# They Didn't Eat Much



## rockpile1 (Aug 24, 2016)

Went Deer hunting with my Crossbow yesterday evening. Sat where two lanes come together seen a Doe but couldn't get a shot. Spike came through the brush about 6:30 I shot him but made a bad hit. So went home let him lay over night.

Went out at daylight didn't find any sign but knew he went down hill. Came to real thick brush,decided he might have made it all the way to the bottom so went down there was walking along looking down the hill,look back up there he was.

Coyotes had ate a little on his head but he was still in good shape.

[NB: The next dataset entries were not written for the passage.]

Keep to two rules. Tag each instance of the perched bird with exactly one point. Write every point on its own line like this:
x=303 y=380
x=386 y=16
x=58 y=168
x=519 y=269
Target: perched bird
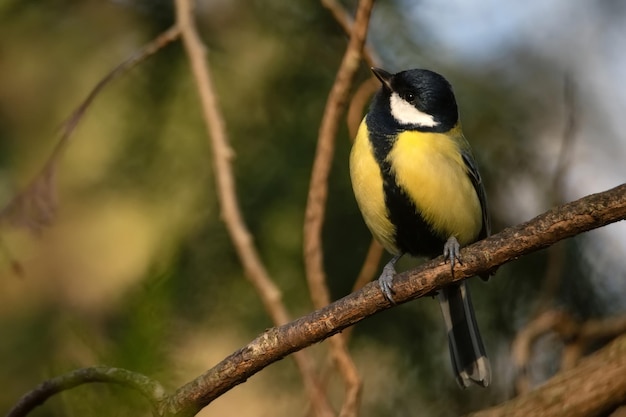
x=420 y=193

Got him cut up and in the Freezer.

rockpile


----------



## GREENCOUNTYPETE (Jul 25, 2006)

really surprised they went after the head , usually they head right for the hams 

wonder if it wasn't completely dead yet and still kicking at them , and they finished him and you got there just after and scared them off.


----------



## rockpile1 (Aug 24, 2016)

GREENCOUNTYPETE said:


> really surprised they went after the head , usually they head right for the hams
> 
> wonder if it wasn't completely dead yet and still kicking at them , and they finished him and you got there just after and scared them off.


Yes I know but it worked out. There was another Guy out there hunting when I was looking for him. I told the Guy I was sorry for messing his hunt up. He said it wasn't me that his cousin had just called saying he had shot a Deer and needed help finding it.

Now I go get a Doe will really have enough but might try and get one during Firearms Season give us plenty.

rockpile


----------



## Fishindude (May 19, 2015)

Lucky for you.
If we leave a deer lay out overnight, there is a very solid chance we will have nearly nothing in the AM after coyotes get done. Saw this last year and the year prior when friends made marginal hits.

Glad you made a recovery!


----------